В тот год ей исполнилось пятнадцать, и она сбежала из монастыря. Связалась с каким-то гитаристом-оккультистом, подрабатывавшим шофером в курьерской службе «Юнайтед парсел», который прятал ее в своей «богемной», как было сказано в письме, квартире три недели, пока ей не сделалось скучно и она не вернулась в приют. Миранда ничуть не раскаивалась в содеянном, по словам монахини, и была далеко не девственницей, по словам доктора. Пресвятая Дева Мария уберегла ее от беременности и нехороших болезней. Ей грозили исключением из приюта и переводом в интернат для трудных подростков. В итоге мои ежемесячные выплаты монастырю выросли в полтора раза, и Миранда осталась у них.

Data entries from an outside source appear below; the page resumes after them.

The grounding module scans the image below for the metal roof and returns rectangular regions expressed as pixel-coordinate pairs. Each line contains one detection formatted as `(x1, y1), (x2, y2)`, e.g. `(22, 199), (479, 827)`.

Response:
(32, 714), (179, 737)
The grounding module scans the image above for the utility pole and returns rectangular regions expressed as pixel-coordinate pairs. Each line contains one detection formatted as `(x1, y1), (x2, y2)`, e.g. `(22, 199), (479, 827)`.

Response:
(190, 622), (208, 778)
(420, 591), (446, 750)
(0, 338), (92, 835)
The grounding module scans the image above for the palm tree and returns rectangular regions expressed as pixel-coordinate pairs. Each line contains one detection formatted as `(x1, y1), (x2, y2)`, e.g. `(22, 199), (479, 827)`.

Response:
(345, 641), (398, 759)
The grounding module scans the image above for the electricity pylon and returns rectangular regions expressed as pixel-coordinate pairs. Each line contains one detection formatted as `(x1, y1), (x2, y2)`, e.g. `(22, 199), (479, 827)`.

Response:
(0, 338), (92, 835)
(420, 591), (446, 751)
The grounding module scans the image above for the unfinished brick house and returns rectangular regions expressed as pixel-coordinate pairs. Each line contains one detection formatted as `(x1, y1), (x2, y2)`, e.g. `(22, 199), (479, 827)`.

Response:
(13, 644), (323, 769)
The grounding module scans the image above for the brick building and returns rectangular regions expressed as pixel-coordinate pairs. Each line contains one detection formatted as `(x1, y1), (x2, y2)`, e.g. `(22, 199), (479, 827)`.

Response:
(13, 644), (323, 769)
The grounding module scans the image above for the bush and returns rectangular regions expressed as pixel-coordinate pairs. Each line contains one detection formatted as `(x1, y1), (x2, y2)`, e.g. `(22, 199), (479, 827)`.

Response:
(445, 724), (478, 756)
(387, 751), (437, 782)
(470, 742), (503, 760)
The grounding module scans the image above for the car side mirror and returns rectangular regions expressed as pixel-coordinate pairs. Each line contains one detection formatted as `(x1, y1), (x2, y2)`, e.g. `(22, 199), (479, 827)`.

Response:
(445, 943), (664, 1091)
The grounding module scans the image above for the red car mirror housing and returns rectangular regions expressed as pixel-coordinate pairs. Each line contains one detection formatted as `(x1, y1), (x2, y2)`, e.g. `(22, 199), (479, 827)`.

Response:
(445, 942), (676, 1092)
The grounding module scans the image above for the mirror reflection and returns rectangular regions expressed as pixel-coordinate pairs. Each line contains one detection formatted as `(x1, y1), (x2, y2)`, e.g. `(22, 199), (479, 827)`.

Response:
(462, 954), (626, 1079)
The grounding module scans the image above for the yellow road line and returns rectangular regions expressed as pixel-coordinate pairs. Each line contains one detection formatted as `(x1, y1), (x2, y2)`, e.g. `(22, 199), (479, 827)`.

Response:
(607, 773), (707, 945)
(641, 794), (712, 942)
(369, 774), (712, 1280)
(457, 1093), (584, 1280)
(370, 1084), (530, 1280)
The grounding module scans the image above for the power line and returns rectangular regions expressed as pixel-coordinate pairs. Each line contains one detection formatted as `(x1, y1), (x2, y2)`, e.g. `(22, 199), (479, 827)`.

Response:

Я хорошо помню, что чувствовала, получив это сердитое письмо. Мне было страшно за нее, но в то же время в душе возник какой-то странный восторг, словно этот дерзкий побег стал победой ее вольной природы над строгим порядком, внушаемым с детства. Я положила в коробку тонкую стопку рисунков, которые мне подарила Миранда, закрыла крышку, вынула коробку из кофра и отложила в сторону.
Весь кофр заполнен подборками вырезок, толстыми пачками, обернутыми в черный пластик. Фотографии. Аудиозаписи. Толстый рулон цирковых афиш, скрепленный высохшими ломкими резинками.